I’m reading Superintelligence, a surprisingly dull book given its topic is, well, the possibility of a rampant superintelligent AI destroying civilization and what we might do to prevent that sort of thing. Along the way, the author speculates about how a caged hyperintelligent AI (not joking here) might incorporate reasoning about the the simulation hypothesis into its plans to escape confinement.

The answer to the question of “how do we know we aren’t living in a simulation” is similar to “how do you know the universe wasn’t snapped into existence 5000 years ago?”, “how do you know you aren’t dreaming right now?” or “how do you know you aren’t just a brain in a vat?” On some level, we can’t really know these things with certainty, but we don’t seriously consider these possibilities because we have simpler models that explain reality as well or better.

However, without any judgement, I report that some people take this idea of reality being a simulation pretty seriously. Elon Musk apparently believes we are likely living in a simulation and is rumored to have a team of people trying to figure out a way of breaking out of the simulation. I’ll admit: the first time I read that second article I had to double check that I was not reading The Onion.

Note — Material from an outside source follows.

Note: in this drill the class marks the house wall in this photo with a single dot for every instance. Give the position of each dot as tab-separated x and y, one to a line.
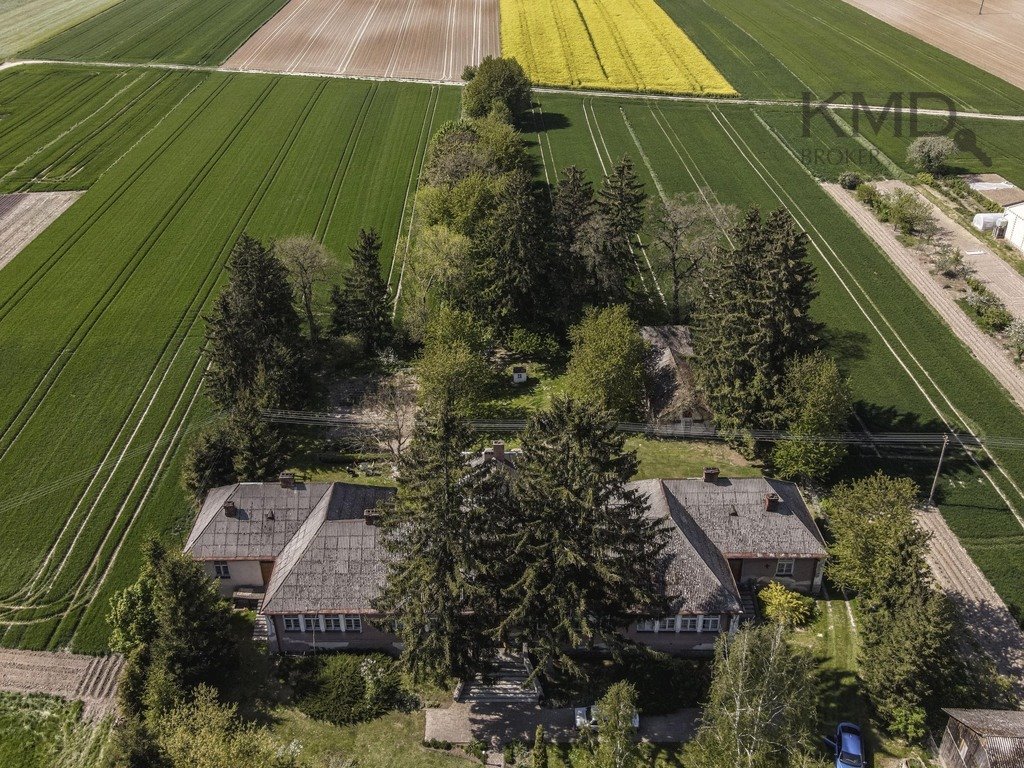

Anyway, I want to spend the rest of this post picking apart the simulation hypothesis, but first, let’s hear the argument out! Enter Nick Bostrom:

Many works of science fiction as well as some forecasts by serious technologists and futurologists predict that enormous amounts of computing power will be available in the future. Let us suppose for a moment that these predictions are correct. One thing that later generations might do with their super-powerful computers is run detailed simulations of their forebears or of people like their forebears. Because their computers would be so powerful, they could run a great many such simulations. Suppose that these simulated people are conscious (as they would be if the simulations were sufficiently fine-grained and if a certain quite widely accepted position in the philosophy of mind is correct). Then it could be the case that the vast majority of minds like ours do not belong to the original race but rather to people simulated by the advanced descendants of an original race.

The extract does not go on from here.